After back-to-back 15-point games in the Sweet Sixteen and Elite Eight, the title game against Wisconsin is where it really showed up. Jones finished with 23 points on 57% shooting, including 2-of-3 from three, and earned Most Outstanding Player honors.
Doug Edert (2022)
Going back to 2022, Saint Peter’s punched a ticket to the tournament as a 15-seed, and nobody outside that locker room expected it to last. Nothing suggested this team would still be playing after the first round.
That changed quickly. With a roster most people couldn’t name a single player from, it ended up being a 6 '2 guard coming off the bench who became the difference maker.
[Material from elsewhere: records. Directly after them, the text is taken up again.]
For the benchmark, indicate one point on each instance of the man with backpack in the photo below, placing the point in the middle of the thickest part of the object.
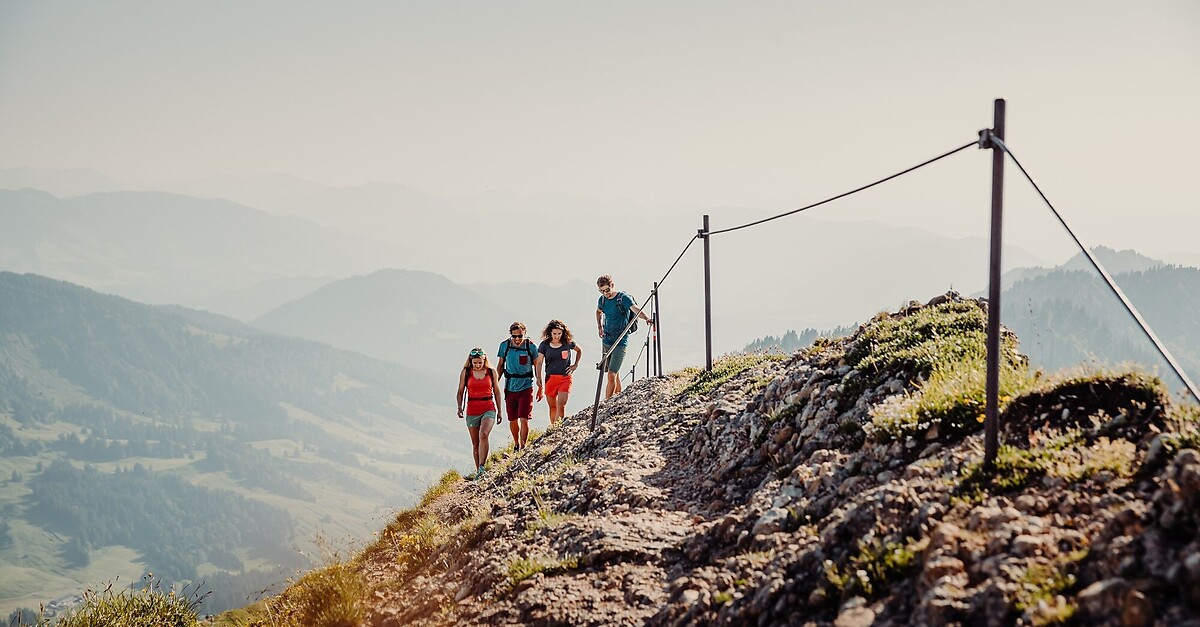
(615, 310)
(520, 364)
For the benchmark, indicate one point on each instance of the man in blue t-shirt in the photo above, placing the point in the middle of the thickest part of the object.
(612, 315)
(520, 364)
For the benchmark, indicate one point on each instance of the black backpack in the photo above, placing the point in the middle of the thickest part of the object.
(508, 348)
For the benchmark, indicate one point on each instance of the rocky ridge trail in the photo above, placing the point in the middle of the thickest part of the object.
(778, 499)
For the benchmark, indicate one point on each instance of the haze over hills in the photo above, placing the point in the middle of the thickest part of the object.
(202, 430)
(162, 248)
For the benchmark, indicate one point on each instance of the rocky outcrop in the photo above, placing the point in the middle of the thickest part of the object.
(777, 500)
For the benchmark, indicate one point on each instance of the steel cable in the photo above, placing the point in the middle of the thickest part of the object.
(918, 166)
(1108, 279)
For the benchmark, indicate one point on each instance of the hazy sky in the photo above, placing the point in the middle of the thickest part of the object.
(766, 106)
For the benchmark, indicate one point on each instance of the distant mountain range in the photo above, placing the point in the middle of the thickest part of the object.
(162, 248)
(213, 419)
(1066, 316)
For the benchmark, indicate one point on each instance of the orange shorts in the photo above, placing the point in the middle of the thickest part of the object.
(557, 384)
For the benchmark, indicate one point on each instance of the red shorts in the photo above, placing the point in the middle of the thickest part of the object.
(557, 384)
(519, 404)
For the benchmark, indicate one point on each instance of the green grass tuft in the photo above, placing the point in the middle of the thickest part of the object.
(523, 568)
(725, 369)
(148, 607)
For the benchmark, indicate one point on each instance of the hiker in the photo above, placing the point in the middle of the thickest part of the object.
(613, 312)
(557, 344)
(521, 366)
(481, 386)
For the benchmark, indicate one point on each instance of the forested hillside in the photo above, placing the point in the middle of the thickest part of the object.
(1068, 316)
(138, 439)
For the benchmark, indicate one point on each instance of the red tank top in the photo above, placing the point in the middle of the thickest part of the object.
(479, 394)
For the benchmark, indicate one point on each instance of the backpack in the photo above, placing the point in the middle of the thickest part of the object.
(508, 347)
(624, 312)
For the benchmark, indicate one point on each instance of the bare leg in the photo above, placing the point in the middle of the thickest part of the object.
(613, 384)
(474, 443)
(525, 431)
(561, 404)
(485, 429)
(515, 428)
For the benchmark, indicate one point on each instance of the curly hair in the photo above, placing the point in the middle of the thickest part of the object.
(557, 324)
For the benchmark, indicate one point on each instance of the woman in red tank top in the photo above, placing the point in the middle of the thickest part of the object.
(480, 386)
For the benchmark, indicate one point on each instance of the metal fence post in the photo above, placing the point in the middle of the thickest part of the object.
(658, 334)
(991, 416)
(708, 303)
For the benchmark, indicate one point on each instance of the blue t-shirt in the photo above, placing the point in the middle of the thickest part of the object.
(613, 321)
(517, 364)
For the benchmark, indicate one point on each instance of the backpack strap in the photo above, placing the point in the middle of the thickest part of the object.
(508, 347)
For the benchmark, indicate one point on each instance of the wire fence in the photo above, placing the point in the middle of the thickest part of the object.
(988, 138)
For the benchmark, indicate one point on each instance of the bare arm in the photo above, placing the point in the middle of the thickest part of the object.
(462, 386)
(579, 357)
(496, 390)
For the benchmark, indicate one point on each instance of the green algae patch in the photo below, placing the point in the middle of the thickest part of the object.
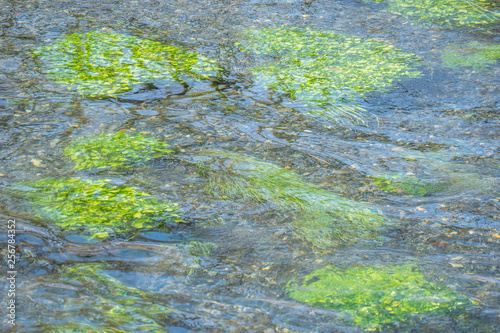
(476, 55)
(373, 297)
(326, 71)
(411, 185)
(448, 13)
(102, 64)
(115, 151)
(99, 208)
(323, 219)
(110, 306)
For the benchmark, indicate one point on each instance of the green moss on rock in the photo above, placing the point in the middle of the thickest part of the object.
(102, 64)
(326, 71)
(400, 183)
(476, 55)
(114, 151)
(99, 208)
(323, 219)
(448, 13)
(373, 297)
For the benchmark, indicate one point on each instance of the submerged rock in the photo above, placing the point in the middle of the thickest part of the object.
(476, 55)
(114, 151)
(373, 297)
(110, 305)
(98, 208)
(100, 64)
(400, 183)
(448, 13)
(323, 219)
(327, 71)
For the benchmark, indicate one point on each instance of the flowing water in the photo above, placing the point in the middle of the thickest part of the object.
(227, 266)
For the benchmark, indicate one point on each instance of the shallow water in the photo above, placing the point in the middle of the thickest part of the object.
(442, 126)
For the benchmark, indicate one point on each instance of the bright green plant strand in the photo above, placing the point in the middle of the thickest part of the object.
(476, 55)
(97, 207)
(114, 151)
(407, 184)
(327, 71)
(107, 64)
(373, 297)
(450, 13)
(324, 219)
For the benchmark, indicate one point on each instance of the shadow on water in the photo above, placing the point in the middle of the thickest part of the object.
(424, 165)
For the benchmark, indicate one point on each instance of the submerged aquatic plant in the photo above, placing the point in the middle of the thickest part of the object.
(327, 71)
(475, 55)
(108, 64)
(401, 183)
(111, 305)
(324, 219)
(373, 297)
(116, 150)
(97, 207)
(449, 13)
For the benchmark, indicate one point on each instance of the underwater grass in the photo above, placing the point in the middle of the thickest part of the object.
(401, 183)
(100, 64)
(373, 297)
(111, 305)
(323, 219)
(97, 207)
(326, 71)
(114, 151)
(448, 13)
(476, 55)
Doug Edert, averaging just under nine points a night, turned into the Peacocks main scoring option the second the tournament started.
In the Round of 64, against 2-seeded Kentucky, in just 25 minutes, he put up 20 points on 5-of-7 shooting and 3-of-5 from deep. Two days later against Murray State, Edert followed it up with 13 points on 4-of-6 shooting in just 24 minutes on the floor, helping Saint Peters move on to the Sweet Sixteen. Performances like this are just a reminder of how talented these players are, even the ones sitting on the bench most of the year.
Kyle Guy (2019)
Wrapping up the list of March Madness role players who stole the spotlight, it comes back to the Virginia Cavaliers and Kyle Guy in 2019. Look, the roster was loaded with talent: Ty Jerome, De’Andre Hunter, Jay Huff—but when the tournament tightened up, it was Guy who kept the Cavaliers alive.
Unlike most players on this list, Guy wasn’t an unknown player by any means. He averaged around 15 points per game that season and was already a key piece. But once Virginia reached the Elite Eight against Purdue, he took over.
Guy scored 25 points on 8-of-15 shooting, including 4-of-9 from 3-point land, in 42 minutes and carried the offense through a tight overtime win, 80-75, that sent Virginia to the Final Four.
Then came the championship game against Texas Tech. Virginia leaned into the hot hand, and Guy delivered again, scoring 24 points on over 50% shooting while hitting 4-of-9 from beyond the arc. His scoring helped push the game into overtime, where Virginia secured the national title.
When the games got tight and possessions started to matter more, it was Guy taking and making the shots that kept Virginia ahead of the problem
By the end of that run, Guy wasn’t just a piece in the system—he was the player defenses had to account for every time down the floor, and he proved he could deliver on the biggest stage.